Belfast Telegraph

Album: Bruce Springsteen, The Promise (Columbia)

Reviewed by Andy Gill

Due to legal problems, Bruce Springsteen was unable to follow-up his breakthrough success with Born to Run for three long years.

Instead, he and his band spent their days in Bruce's gaff, rehearsing new material – ultimately, a cache of some 70 songs. By the time he was free to record again, punk had revolutionised rock'n'roll, and with it Springsteen's approach: the 10 tracks that eventually comprised Darkness on the Edge of Town were of a flintier, more spartan cast, and streaked with the misgivings of maturity. Of the remaining songs, the more commercial were farmed out to third parties – "Fire" to The Pointer Sisters, "Because the Night" to Patti Smith – and a few more made it on to The River and Tracks, while the rest were consigned to history.



Until now: the completion of a documentary built around footage from those sessions has prompted the release of The Promise, a 2CD set of 21 outtakes that effectively offers the bridge between the two albums. Symbolically, it's still focused on the same highway of broken dreams, but the tenor is significantly more upbeat and triumphalist, with plenty more musical footnotes to the grandiose pop-soul of Phil Spector and Shadow Morton, and other, more specific, heritage references: the unrequited love of the underdog in "Outside Looking In" rides a galloping Buddy Holly tom-tom tattoo, while castanets and "sha-la-la" backing vocals lend a "Spanish Harlem" tinge to the street romance of "Gotta Get That Feeling".



There's more liberal use of Clarence Clemons's euphoric sax than on Darkness..., with a few tracks boasting bigger, burring Stax-style horn arrangements: the soulful ballad "The Brokenhearted" is so heavily freighted with them, it compellingly evokes the big, blustery arrangements of Born to Run grinding to a halt, finally seizing up. But there are enough potential hits here to confirm Steve Van Zandt's contention that this abandoned tranche of songs would have confirmed Springsteen as one of the great pop songwriters. "Because the Night" and "Fire" are both included, the latter smouldering in predatory fashion, while "Ain't Good Enough for You", with its infectiously laconic handclap groove, is a lost good-time pop classic.



There's a certain palimpsest appeal to The Promise, too, with the early appearances of lines that would subsequently settle into more secure surroundings: the opening gambit of "I'm on Fire" likewise heralds this album's "Spanish Eyes", and lines from "Come On (Let's Go Tonight)" turned up later in "Out in the Street", while "Candy's Boy" starts from the same place as "Candy's Room" but wheels off in a completely different direction.
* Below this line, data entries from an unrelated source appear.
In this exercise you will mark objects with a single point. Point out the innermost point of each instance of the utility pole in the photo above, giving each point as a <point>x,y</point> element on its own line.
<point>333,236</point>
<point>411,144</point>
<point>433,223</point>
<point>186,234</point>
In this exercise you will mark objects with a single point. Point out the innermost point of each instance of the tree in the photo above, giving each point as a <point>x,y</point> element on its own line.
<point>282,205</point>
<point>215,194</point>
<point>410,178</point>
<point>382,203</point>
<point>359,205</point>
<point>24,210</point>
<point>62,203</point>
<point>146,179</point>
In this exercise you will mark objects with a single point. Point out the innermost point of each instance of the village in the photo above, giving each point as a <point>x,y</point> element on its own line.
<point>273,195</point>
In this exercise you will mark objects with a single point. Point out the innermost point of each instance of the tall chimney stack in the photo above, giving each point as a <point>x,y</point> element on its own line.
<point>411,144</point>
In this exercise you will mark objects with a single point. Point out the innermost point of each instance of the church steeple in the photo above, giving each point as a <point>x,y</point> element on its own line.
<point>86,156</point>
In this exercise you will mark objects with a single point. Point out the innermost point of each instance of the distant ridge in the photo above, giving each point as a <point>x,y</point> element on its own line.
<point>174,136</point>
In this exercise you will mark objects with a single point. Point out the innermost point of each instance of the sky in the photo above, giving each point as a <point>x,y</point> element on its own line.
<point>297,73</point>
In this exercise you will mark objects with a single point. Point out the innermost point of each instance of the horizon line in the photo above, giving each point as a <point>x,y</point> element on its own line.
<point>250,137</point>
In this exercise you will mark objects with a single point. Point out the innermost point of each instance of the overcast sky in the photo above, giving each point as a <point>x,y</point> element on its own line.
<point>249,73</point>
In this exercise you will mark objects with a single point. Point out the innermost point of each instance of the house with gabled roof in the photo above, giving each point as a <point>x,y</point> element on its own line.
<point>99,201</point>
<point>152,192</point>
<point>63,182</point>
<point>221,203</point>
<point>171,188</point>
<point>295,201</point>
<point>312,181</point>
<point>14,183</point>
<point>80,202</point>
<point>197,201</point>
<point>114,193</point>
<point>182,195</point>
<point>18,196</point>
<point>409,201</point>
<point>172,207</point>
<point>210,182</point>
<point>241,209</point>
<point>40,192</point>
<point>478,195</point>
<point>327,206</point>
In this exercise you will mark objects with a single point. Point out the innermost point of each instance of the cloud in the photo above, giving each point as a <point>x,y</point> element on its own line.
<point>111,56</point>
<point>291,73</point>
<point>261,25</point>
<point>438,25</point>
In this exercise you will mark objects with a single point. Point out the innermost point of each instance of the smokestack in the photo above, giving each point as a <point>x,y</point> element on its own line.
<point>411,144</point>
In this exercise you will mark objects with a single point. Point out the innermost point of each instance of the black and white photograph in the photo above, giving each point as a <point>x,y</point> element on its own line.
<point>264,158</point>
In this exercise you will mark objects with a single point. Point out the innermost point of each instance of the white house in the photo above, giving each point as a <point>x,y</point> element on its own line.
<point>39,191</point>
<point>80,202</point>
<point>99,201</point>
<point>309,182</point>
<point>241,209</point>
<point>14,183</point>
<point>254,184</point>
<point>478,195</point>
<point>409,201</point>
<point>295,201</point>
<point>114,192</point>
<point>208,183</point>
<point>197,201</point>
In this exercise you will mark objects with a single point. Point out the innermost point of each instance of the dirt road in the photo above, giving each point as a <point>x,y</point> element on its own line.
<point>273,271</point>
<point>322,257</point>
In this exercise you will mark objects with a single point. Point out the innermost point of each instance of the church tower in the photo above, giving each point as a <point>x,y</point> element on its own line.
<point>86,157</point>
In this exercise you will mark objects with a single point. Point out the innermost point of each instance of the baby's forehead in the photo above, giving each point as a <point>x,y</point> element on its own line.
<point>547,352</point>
But it's the alternative version of "Racing in the Street" which best illuminates this set: with the addition of David Lindley's violin, it's more ponderous, less poignant, than the eventual released version, more of a halfway house between romanticised street-operas like "Thunder Road" and Springsteen's darker new vision, but retaining that crucial awareness of soured dreams of escape that makes it such a pivotal song in his career.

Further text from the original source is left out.